La recourante ne peut ainsi prétendre qu’elle se trouvait dans l’erreur lorsqu’elle a signé l’accord. Son moyen est mal fondé et doit être rejeté. 

Au vu de ce qui précède, c'est à bon droit que la Chambre de conciliation a nié l'existence d'un motif de révision de la transaction judiciaire litigieuse en considérant que la recourante n’était pas dans l’erreur lors de la signature de l’accord.

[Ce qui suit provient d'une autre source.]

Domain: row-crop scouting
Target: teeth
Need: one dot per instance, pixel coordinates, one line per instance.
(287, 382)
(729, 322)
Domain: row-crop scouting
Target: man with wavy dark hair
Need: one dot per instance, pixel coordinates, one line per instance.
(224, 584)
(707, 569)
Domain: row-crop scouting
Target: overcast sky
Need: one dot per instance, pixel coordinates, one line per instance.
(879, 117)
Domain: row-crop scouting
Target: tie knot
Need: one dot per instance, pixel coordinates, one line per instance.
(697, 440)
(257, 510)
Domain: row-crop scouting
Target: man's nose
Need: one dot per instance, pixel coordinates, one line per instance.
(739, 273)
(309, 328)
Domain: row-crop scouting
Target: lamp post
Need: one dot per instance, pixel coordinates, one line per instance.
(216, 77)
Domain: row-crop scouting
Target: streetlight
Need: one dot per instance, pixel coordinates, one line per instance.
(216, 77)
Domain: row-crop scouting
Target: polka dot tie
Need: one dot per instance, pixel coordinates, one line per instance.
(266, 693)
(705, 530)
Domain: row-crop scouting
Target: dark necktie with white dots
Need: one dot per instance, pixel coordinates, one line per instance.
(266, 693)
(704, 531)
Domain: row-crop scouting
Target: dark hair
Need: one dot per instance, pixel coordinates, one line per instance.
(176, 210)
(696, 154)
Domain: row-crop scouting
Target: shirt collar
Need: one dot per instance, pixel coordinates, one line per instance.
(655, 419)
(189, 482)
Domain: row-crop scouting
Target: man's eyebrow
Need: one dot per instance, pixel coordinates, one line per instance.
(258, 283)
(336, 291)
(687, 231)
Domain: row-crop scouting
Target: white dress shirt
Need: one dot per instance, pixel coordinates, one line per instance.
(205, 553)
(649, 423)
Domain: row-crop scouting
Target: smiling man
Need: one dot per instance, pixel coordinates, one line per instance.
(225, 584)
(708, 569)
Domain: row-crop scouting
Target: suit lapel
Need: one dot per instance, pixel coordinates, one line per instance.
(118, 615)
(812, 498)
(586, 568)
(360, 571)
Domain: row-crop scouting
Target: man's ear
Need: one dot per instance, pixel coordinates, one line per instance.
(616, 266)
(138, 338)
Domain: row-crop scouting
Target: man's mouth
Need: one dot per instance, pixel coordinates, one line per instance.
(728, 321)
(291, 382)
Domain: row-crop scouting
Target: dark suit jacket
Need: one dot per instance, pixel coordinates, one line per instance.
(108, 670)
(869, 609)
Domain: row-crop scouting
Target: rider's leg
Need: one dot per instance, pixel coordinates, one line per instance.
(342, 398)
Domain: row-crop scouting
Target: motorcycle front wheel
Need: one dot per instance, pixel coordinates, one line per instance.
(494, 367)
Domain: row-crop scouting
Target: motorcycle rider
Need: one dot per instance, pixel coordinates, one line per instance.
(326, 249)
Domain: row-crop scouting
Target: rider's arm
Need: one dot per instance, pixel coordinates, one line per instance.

Le recours, mal fondé, doit être rejeté.

4.                            Vu le sort de la cause, les frais judiciaires seront mis à la charge de la recourante, qui succombe (art. 106 al. 1 CPC). Cette dernière versera en outre une indemnité de dépens à l’intimée, correspondant à ses frais d’avocat (art. 95 al. 3 let. b CPC). Cette indemnité peut être fixée à 400 francs (frais et TVA compris), sur la base du dossier, en l’absence de production par l’intimée d’un mémoire d’honoraires (105 CPC et 64 al. 2 LTFrais).

Par ces motifs, L'AUTORITé DE RECOURS EN MATIERE CIVILE

1.    Rejette le recours.

2.    Met les frais judiciaires de la procédure de recours, arrêtés à 600 francs et avancés par A.________, à la charge de celle-ci.

3.    Condamne A.________ à verser à B.________ SA une indemnité de dépens de 400 francs.